As a Torontonian it’s hard not to take this personally, that this might be a vendetta towards a city that didn’t elect him mayor.
Doug Ford thinks about Toronto a lot and the rest of the province should start wondering if he’d rather be the mayor of Toronto than their premier.
In an August 3 column in the Ottawa Citizen, David Reevely wrote that Ontario was literally on fire, with tens of thousands of hectares of the province burning, but the Ford government had turned all attention to Toronto. It’s attention few of us wanted and, like Garbo’s oft-quoted declaration, we would rather not receive it.
While Keesmaat’s partisan critics have suggested her tweet was a sign of recklessness, there’s long been a slow simmering and sporadic movement to turn Toronto into what would be the fifth most populous province. Even former mayor Mel Lastman publicly considered it. John Tory was a member of Lastman’s backroom “kitchen cabinet” advisory group, so the notion of a province of Ontario is hardly radical or new.
It is, however, unlikely. It’s most often used as a bargaining position in the perpetual quest to give Toronto more control over its own affairs and a sign of the frustration of having those affairs often meddled with. I have to continually remind myself that halfway through a democratic election the rules and playing field of that election were arbitrarily and dramatically changed. In 2018. In Canada, a “bastion” of democracy. Even if you think cutting the size of council is good, tampering with an ongoing election is a shocking precedent we shouldn’t forget.
“Secession” is an old sounding word. That it sounds like something you might hear in a historic political drama is apt because the relationship between cities and provinces was forged at Confederation. In 1867, 80 per cent of Canadians lived in rural settings. With just 3.3 million people in the country at the time, cities were small, few and not terribly important to the new nation as a whole. Putting them under provincial control made sense.
Today Canadian cities are still relatively few in number but over 80 per cent of us now live in them and they’ve become important economic drivers of provincial and national economies and have developed distinct social and political cultures of their own. Yet they remain vulnerable to the kind of chaos-making attack Toronto received from the province, all without any consultation with residents.
Ford is a Torontonian himself, so secession won’t magically remove him or his existing supporters from Toronto, but if he had been elected mayor, a job he reminds us daily he wishes he had, he couldn’t do what he’s done as premier.

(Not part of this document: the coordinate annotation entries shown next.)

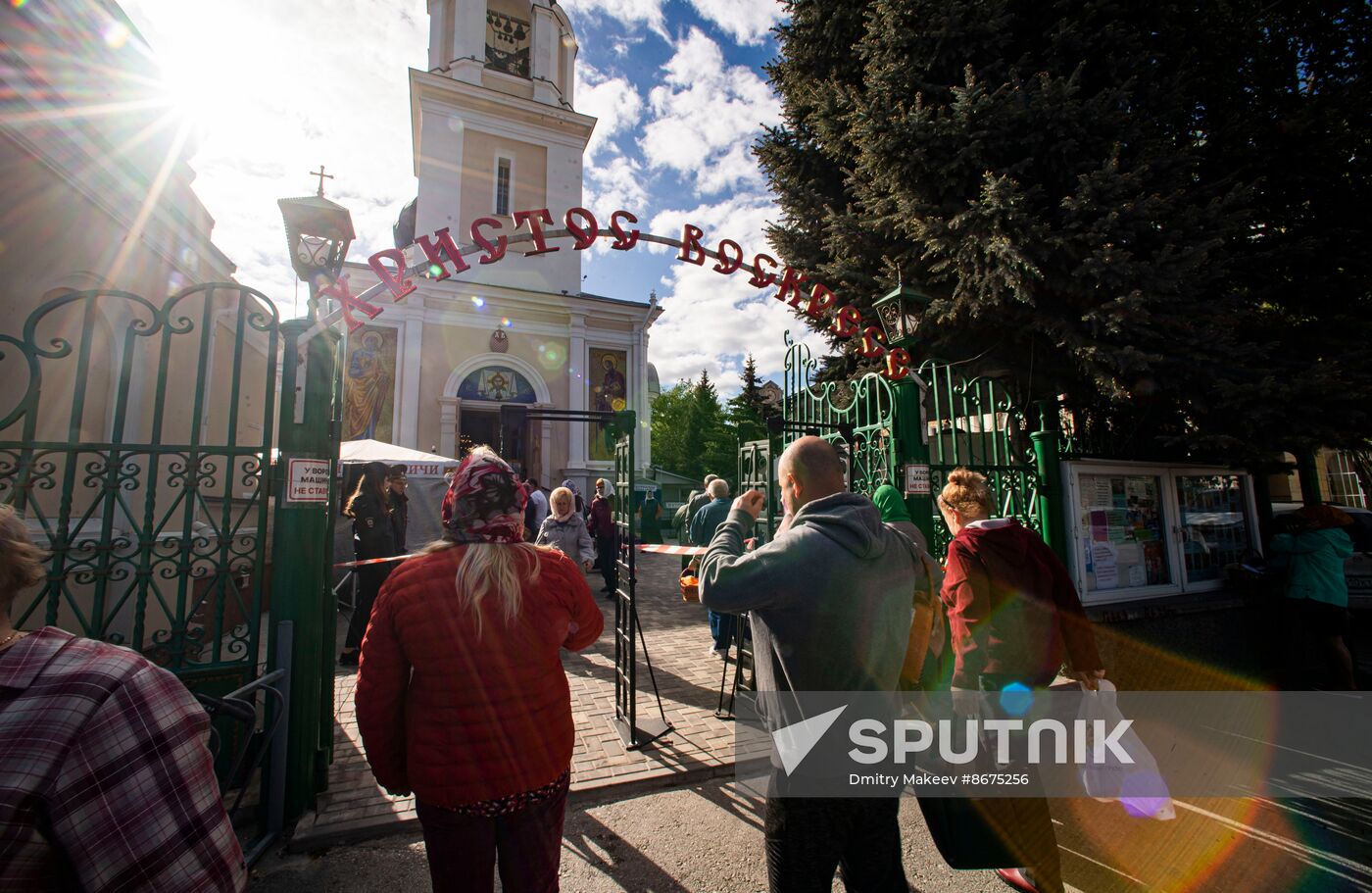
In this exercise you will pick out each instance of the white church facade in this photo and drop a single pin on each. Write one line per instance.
(496, 130)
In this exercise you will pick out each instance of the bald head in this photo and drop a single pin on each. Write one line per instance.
(809, 470)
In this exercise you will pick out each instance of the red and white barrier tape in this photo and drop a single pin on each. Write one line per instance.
(682, 550)
(367, 562)
(654, 548)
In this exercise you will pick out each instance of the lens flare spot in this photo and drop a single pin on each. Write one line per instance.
(1015, 698)
(551, 357)
(117, 34)
(1145, 796)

Even the change from 44 to 47 councillors and reshaping ward boundaries, thrown out with the passage of Bill 5, was a years-long process and involved much citizen consultation.
Warren Magnusson, a political theorist at the University of Victoria, has written extensively on the importance of local government and that the notion of cities as “creatures of the province” is a 19th-century concept. As an example, he says with a traditional view of Ontario’s provincial powers it could abolish Toronto if it saw fit. While provincial sovereignty was paramount at Confederation, he argues democracy has become the organizing principal of constitutional interpretation and that local democracy and municipalities have evolved to become incredibly important institutions.

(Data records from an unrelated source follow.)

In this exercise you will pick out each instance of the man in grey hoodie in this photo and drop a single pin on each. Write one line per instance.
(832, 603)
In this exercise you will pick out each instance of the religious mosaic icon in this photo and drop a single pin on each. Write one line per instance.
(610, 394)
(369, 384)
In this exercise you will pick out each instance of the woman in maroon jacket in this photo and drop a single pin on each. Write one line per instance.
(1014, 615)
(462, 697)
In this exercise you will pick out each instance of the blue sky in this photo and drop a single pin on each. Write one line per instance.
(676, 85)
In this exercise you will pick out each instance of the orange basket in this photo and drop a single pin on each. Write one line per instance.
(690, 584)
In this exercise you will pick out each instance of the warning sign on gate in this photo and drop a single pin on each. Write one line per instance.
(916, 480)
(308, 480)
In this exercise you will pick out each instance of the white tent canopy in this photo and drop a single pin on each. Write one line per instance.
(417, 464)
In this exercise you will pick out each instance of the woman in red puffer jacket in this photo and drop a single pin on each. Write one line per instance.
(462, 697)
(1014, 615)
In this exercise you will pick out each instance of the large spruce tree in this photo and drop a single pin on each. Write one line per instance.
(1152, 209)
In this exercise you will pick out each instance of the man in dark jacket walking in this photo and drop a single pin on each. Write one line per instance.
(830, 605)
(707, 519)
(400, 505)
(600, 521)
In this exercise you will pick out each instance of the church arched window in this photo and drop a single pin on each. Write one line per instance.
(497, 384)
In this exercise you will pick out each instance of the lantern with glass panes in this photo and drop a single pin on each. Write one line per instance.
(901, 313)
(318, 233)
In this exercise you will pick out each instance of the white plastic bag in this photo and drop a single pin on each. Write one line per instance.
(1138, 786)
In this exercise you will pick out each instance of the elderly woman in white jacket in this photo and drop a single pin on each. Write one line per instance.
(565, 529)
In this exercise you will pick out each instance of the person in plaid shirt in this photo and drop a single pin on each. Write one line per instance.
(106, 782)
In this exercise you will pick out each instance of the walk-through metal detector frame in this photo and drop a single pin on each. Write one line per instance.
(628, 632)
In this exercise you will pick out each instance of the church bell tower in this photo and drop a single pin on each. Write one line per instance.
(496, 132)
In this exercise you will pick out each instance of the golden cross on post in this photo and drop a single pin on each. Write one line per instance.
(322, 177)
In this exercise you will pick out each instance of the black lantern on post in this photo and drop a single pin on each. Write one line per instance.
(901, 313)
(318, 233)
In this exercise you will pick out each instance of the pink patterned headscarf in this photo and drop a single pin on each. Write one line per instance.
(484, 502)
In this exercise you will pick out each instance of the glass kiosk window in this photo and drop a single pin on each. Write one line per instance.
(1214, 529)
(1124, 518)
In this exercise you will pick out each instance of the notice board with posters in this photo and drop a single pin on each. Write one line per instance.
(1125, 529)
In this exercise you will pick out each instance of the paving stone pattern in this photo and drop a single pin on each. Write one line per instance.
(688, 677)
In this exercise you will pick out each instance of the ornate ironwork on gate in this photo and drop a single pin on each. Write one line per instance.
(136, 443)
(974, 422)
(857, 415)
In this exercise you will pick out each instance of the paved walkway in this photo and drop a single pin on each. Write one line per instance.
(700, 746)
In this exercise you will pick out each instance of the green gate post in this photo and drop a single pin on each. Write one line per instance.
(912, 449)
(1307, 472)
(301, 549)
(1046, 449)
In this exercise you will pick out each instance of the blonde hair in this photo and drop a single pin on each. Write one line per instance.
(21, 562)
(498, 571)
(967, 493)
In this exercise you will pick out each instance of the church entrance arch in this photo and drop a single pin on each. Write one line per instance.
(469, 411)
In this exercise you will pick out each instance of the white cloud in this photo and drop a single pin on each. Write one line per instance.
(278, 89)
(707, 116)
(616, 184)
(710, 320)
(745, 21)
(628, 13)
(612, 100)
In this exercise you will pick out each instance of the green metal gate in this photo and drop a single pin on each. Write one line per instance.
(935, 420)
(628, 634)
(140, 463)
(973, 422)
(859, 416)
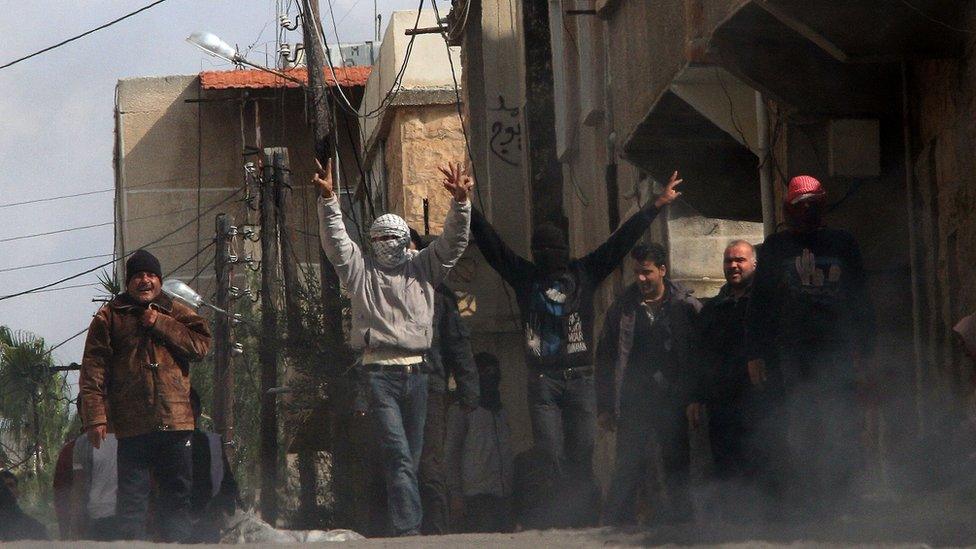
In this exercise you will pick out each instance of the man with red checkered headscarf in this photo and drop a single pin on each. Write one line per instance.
(809, 333)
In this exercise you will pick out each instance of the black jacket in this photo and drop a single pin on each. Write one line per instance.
(571, 314)
(831, 305)
(682, 371)
(450, 350)
(723, 352)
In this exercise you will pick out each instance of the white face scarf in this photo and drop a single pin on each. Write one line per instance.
(391, 252)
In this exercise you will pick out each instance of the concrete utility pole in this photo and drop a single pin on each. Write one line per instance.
(223, 376)
(269, 341)
(322, 131)
(348, 475)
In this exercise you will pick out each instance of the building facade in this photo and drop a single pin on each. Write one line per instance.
(609, 96)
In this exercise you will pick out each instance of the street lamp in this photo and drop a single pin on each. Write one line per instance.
(178, 290)
(213, 45)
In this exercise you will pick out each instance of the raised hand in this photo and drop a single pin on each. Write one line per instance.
(457, 181)
(669, 195)
(323, 178)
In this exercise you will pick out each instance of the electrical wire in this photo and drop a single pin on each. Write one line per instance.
(74, 259)
(167, 235)
(82, 227)
(918, 10)
(51, 350)
(72, 287)
(82, 35)
(457, 104)
(397, 81)
(63, 196)
(187, 262)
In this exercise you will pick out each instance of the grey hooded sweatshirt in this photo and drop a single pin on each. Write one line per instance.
(392, 308)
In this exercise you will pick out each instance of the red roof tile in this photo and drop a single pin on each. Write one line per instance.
(254, 79)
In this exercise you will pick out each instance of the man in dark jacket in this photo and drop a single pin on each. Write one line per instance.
(647, 376)
(137, 358)
(555, 298)
(741, 420)
(811, 321)
(449, 355)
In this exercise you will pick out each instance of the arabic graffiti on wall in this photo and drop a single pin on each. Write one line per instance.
(506, 133)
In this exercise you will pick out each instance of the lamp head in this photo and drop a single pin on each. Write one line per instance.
(212, 44)
(178, 290)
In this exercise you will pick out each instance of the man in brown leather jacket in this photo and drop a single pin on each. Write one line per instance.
(136, 360)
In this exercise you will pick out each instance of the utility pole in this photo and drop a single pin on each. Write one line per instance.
(282, 179)
(348, 474)
(223, 376)
(322, 131)
(269, 343)
(293, 322)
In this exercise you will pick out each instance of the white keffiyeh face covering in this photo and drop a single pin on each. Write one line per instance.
(390, 252)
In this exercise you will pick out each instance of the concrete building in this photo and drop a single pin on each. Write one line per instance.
(181, 145)
(871, 97)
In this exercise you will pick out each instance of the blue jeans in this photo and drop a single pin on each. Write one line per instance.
(563, 414)
(398, 405)
(168, 455)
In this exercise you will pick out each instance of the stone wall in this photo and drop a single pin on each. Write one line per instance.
(422, 139)
(943, 207)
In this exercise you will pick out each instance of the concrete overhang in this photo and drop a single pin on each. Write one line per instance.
(773, 57)
(704, 125)
(835, 59)
(870, 31)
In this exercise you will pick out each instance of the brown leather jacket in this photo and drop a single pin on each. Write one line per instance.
(144, 373)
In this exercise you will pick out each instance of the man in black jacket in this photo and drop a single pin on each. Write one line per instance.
(811, 321)
(742, 421)
(555, 298)
(449, 355)
(647, 377)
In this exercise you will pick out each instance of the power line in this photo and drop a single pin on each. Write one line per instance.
(167, 235)
(72, 287)
(82, 35)
(936, 21)
(49, 351)
(74, 259)
(63, 196)
(82, 227)
(59, 231)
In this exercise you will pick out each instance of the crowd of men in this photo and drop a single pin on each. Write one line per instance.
(772, 365)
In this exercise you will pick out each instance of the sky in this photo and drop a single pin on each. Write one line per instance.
(56, 127)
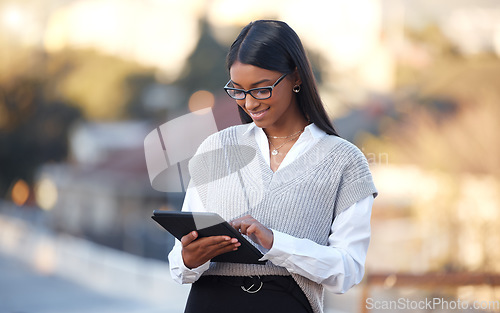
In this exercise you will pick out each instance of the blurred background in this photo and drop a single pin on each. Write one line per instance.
(414, 84)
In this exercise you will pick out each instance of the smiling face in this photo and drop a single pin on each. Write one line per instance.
(279, 114)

This is what makes the court challenge Toronto city council agreed to undertake this week so interesting, as the Constitution is, as Magnussen contends, a living document and interpretation of it evolves.

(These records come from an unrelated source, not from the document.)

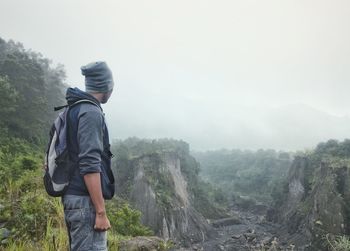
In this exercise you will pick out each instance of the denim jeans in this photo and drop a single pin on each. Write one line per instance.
(79, 214)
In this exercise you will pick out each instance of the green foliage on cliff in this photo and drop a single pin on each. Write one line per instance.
(30, 88)
(246, 173)
(206, 199)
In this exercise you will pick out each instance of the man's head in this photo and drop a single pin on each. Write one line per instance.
(98, 80)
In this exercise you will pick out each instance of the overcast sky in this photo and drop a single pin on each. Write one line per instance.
(224, 73)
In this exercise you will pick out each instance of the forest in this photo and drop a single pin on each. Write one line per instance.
(203, 186)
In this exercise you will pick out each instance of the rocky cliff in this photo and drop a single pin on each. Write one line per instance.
(316, 201)
(157, 183)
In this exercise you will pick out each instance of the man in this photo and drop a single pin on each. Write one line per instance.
(92, 180)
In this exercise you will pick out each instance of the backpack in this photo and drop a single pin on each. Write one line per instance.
(59, 167)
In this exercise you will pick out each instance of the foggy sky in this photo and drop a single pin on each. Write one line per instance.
(234, 74)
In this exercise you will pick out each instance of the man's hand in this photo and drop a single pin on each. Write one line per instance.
(101, 222)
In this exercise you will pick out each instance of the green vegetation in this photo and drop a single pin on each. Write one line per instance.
(29, 218)
(207, 199)
(245, 173)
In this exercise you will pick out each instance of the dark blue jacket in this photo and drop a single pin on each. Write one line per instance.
(88, 143)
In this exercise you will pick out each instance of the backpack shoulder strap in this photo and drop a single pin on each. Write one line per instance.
(77, 102)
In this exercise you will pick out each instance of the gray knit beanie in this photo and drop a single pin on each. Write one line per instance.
(98, 77)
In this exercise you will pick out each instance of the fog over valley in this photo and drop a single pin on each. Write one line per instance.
(228, 74)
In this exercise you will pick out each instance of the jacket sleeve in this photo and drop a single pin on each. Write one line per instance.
(90, 140)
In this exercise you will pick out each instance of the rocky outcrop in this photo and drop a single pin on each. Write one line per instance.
(316, 204)
(158, 188)
(143, 243)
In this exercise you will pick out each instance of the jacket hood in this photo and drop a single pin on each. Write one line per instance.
(75, 94)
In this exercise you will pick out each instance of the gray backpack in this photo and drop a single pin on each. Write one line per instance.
(59, 167)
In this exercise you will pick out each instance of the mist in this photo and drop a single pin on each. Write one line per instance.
(217, 74)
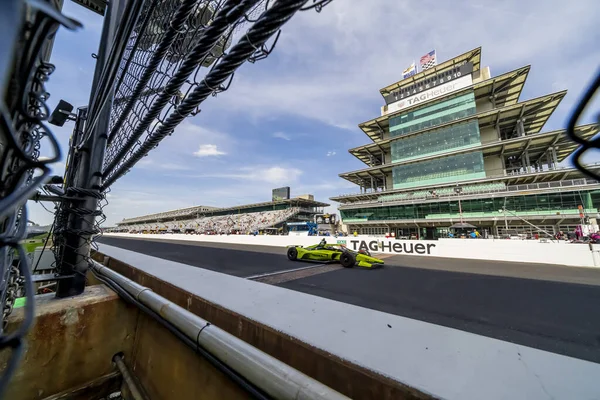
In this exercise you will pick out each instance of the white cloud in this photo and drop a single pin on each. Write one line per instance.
(342, 89)
(272, 175)
(208, 150)
(282, 135)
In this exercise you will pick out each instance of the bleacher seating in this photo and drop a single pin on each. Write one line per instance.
(244, 222)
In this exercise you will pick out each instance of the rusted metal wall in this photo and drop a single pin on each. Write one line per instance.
(71, 346)
(72, 342)
(351, 380)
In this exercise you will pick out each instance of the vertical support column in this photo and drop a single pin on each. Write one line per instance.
(527, 161)
(554, 158)
(88, 176)
(520, 128)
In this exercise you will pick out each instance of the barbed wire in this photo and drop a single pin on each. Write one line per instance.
(594, 142)
(172, 88)
(22, 170)
(251, 47)
(170, 60)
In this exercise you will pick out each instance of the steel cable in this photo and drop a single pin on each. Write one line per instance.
(267, 25)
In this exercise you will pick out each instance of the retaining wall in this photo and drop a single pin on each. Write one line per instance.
(573, 254)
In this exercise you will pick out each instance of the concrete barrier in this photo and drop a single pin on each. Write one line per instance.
(432, 359)
(562, 253)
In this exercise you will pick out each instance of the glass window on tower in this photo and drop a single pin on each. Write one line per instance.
(440, 141)
(434, 114)
(441, 170)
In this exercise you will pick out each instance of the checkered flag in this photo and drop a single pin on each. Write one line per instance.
(428, 60)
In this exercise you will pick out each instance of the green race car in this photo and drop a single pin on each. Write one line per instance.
(325, 253)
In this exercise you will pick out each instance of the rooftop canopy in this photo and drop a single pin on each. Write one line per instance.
(505, 88)
(536, 144)
(534, 112)
(559, 174)
(473, 56)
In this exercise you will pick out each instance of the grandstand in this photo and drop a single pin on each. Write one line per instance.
(269, 217)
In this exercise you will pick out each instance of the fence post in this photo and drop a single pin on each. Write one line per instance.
(79, 225)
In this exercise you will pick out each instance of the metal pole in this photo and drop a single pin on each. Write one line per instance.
(88, 175)
(136, 393)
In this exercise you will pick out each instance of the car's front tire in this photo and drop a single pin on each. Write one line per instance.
(292, 254)
(347, 260)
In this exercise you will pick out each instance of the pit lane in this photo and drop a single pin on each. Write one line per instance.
(548, 307)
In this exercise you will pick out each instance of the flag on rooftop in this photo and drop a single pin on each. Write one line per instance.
(428, 60)
(410, 71)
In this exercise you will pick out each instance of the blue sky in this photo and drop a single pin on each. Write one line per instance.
(290, 119)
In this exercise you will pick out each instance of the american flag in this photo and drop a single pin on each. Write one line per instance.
(428, 60)
(410, 71)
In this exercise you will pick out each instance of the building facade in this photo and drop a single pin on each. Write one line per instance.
(455, 145)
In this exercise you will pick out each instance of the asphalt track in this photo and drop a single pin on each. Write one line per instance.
(549, 307)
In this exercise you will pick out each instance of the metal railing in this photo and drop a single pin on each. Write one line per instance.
(478, 193)
(591, 166)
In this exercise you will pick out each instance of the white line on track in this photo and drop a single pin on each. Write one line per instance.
(284, 272)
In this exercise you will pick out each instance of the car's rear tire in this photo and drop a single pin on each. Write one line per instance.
(292, 254)
(347, 260)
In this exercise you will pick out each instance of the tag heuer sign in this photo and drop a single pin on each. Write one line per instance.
(430, 94)
(430, 82)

Regardless of what happens, and whether or not local government needs reform, it’s time for Canada to re-evaluate how all its municipalities exist constitutionally. I think many Torontonians share my view that I don’t want to secede from Ontario — I like being part of this province, contributing to it and benefiting from it — but I want respect and more autonomy for Toronto and all local municipal governments. A “semi-Garbo” relationship, if I may.
We need a Meech Lake-style constitutional renegotiation, but for cities. It’s not 1867 anymore.